Cependant, j’avais édité quelques petites annonces, histoire de
voir, et me fournir un petit frisson gratuitement. Vous avez bien
pu voir que ces petites annonces sont essentiellement masculines
et que ne pouvais pas entretenir un grand espoir de recevoir des
réponses sérieuses.
Et Vanda me répondit un jour ! Une réponse assez banale ma foi où
elle me répondit que mon annonce l’avait touchée et qu’elle souhaitait
faire plus ample connaissance avec moi. Ainsi commença un échange
épistolaire où je me découvrais rapidement. Vanda resta plus évasive
: je su qu’elle avait une trentaine d’années, qu’elle était dominatrice
et qu’elle avait eu déjà des expériences réelles. Je lui dévoilais
mes fantasmes, et je lui indiquais que pour moi une relation de
soumission se devait d’être totale, le soumis étant en permanence
à la disposition de sa maîtresse, tout dévoué à son service et à
son plaisir. Mais en ce qui me concerne, ma situation familiale,
mais aussi ma peur m’empêcheraient toujours d’aller aussi loin.
Je pensais que ces révélations feraient fuir Vanda, mais non, elle
a continué à converser, apparemment intéressée par mes déclarations.
Je lui racontais tous mes soucis, mes tracas et elle y répondait
en me rassurant ; elle devenait presque un guide spirituel.
Et puis un jour, elle m’apprit qu’elle allait venir dans ma région
et qu’elle aimerait bien me rencontrer. Elle me fixa rendez-vous
dans une petite auberge pour un repas ”sympa”. Je lui répondais
rapidement que ce serait pour moi un véritable plaisir de la rencontrer
et que je serais au rendez-vous. Elle m’a répondu alors que le plaisir
serait d’autant plus grand si nous jouions un peu. Elle trouvait
toujours très amusant de voir quelqu’un se tordre avec une envie
pressante en ne pouvant pas se libérer. Elle apprécierait particulièrement
si je buvais 2 litres d'eau dans la matinée avant de la rejoindre,
sans satisfaire mes besoins de toute la matinée bien sûr.
C’est
avec beaucoup d’émotion que je me levais ce matin-là.
Je me demandais si je devais boire tôt le matin ou attendre la fin
de matinée. Je me décidais pour boire un litre dès le matin avec
mon café, et boire ensuite le reste petit à petit. Vers 10 heures
trente, j’avais tout bu. Il n’était pas midi que j’avais déjà envie
d’uriner. Cependant, j’avais donné ma parole que je me retiendrais
et je voulais donner bonne impression à maîtresse Vanda, je crois
que je pouvais l’appeler comme ça maintenant.

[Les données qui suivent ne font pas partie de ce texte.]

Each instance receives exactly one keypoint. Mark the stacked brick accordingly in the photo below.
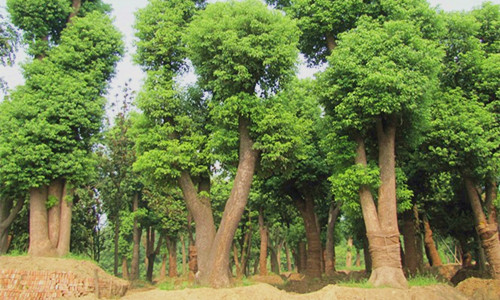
(41, 285)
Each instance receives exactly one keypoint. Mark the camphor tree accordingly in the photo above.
(463, 136)
(378, 82)
(236, 48)
(55, 115)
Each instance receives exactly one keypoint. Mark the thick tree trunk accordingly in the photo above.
(65, 223)
(163, 268)
(263, 244)
(184, 255)
(7, 216)
(40, 244)
(305, 204)
(330, 242)
(201, 210)
(125, 274)
(136, 238)
(430, 246)
(411, 258)
(487, 231)
(116, 238)
(348, 256)
(219, 255)
(172, 256)
(288, 258)
(302, 258)
(381, 222)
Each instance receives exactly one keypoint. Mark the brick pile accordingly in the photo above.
(41, 285)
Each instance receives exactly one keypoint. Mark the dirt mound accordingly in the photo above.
(487, 289)
(265, 291)
(26, 277)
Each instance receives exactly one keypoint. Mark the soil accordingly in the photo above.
(288, 287)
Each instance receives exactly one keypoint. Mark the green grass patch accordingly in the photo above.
(364, 284)
(424, 280)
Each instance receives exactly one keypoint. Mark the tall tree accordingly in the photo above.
(58, 111)
(378, 77)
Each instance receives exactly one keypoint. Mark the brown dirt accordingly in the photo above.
(332, 292)
(476, 288)
(78, 267)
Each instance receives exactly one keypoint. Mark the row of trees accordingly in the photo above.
(400, 130)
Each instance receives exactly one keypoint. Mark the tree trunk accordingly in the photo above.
(302, 259)
(358, 259)
(488, 232)
(125, 274)
(40, 244)
(288, 258)
(7, 216)
(348, 257)
(184, 256)
(263, 244)
(65, 222)
(330, 242)
(136, 237)
(172, 256)
(381, 222)
(305, 204)
(163, 268)
(233, 211)
(115, 245)
(430, 246)
(409, 231)
(200, 209)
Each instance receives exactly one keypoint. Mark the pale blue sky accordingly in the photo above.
(123, 11)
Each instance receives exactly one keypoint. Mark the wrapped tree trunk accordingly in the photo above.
(263, 244)
(7, 215)
(430, 246)
(381, 222)
(330, 242)
(487, 230)
(136, 238)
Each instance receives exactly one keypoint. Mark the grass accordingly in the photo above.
(424, 280)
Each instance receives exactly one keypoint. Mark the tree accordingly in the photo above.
(47, 150)
(378, 77)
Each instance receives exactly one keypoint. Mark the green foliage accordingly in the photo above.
(58, 111)
(237, 46)
(41, 21)
(463, 136)
(51, 201)
(159, 31)
(379, 71)
(323, 21)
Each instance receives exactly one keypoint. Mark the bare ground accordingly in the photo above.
(472, 288)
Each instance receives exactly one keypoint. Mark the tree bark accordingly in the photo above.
(305, 204)
(172, 256)
(125, 274)
(302, 258)
(233, 211)
(200, 209)
(263, 244)
(288, 258)
(40, 244)
(136, 237)
(381, 222)
(330, 242)
(184, 256)
(411, 258)
(430, 246)
(348, 258)
(7, 216)
(488, 232)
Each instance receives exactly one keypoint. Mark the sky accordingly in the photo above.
(123, 13)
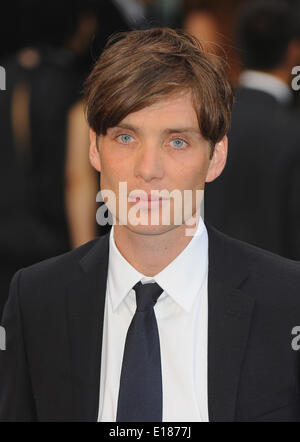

Elle m’avait donné rendez-vous à 12H30 dans le hall d’accueil. Elle
serait habillée d’un tailleur beige. A mon arrivée, effectivement,
je trouvais une jeune femme d’environ 35 ans, svelte, assez grande,
environ 1m70, très brune avec les cheveux coupés très courts. Le
détail le plus remarquable était ses talons hauts de grande taille.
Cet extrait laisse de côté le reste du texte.